ADD language in this section to reflect the ability to complete this service virtually and/or telephonically - “Benefits Planning Services may be provided in person, over the phone, or virtually via video as is appropriate for each individual serviced.  Written resource materials are to be provided to the individual regardless of the modality of service provision.”


B. DELETE “calendar year” and INSERT “ISP year” to better meet the individualized needs of individuals served and to ensure consistency across services.


B.  ADD - expressly state that “collateral contacts” made during service provision are allowable activities for reimbursement.


C. Service Units & Limitations:

1. INSERT “ISP” between “annual” and “year” for clarification. This should be an ISP year vs. calendar year,

2.  DELETE the “Hourly Limits Per Activity”.  Hours per activity vary drastically from one individual’s situation to another.  RECOMMEND allowing the overall service to be limited to maximum of $3,000 per ISP year without “Hourly Limits Per Activity”.  This would decrease considerable administrative burden by both provider and state pre-authorization specialists. This will allow maximum individualized and person-center services to be provided but still retain the cap of $3,000.


12VAC30-122-400 Group and Individual Supported Employment Service


B. Criteria and allowable activities.

4. Allowable activities for both individual and group supported employment service include the following job development tasks, supports, and training. For DMAS reimbursement to occur, the individual shall be present, unless otherwise noted, when these activities occur:

a. Vocational or job-related discovery or assessment

h. Supports to ensure the individual's health and safety

Comment: We recommend that allowable activities “a” and “h” ALSO be noted that these activities can be conducted WITHOUT the individual being present.  In fact, many discovery and assessment documents are reviewed in the absence of the individual.  Furthermore, the coordination and logistics of arranging health and safety supports, such as coordination with the employment site or family members, would precede the implementation and therefore occur WITHOUT the individual being present.

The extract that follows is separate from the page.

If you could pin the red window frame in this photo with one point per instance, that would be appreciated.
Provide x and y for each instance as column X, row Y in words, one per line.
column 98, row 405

C. Service units and limits.

Comment: We are concerned that the regulations MUST CLEARLY allow for billing for multiple day and employment services for one individual during the same hour time period.  A valid example would be when an individual is receiving planned supports and skill building in a group day service, based on his or her ISP, while at the same time, other staff representing employment services, are observing/assessing that same individual for the purpose of job discovery.  The job discovery would be a distinct activity related to employment and not logically provided by the group day service staff.  While we understand and accept the requirement for both of these services to be contained within an overall 66 hours within a week, our concern is that billing for two services during the same hour might be problematic.


 7. Individual ineligibility for supported employment service through DARS or IDEA shall be documented in the individual's record, as applicable.


Comment: We recommend that the responsibility for documenting Waiver ineligibility based on DARS or IDEA eligibility should be the responsibility of the Support Coordinator and therefore belongs in Chapter 50 of these regulations rather than Chapter 122.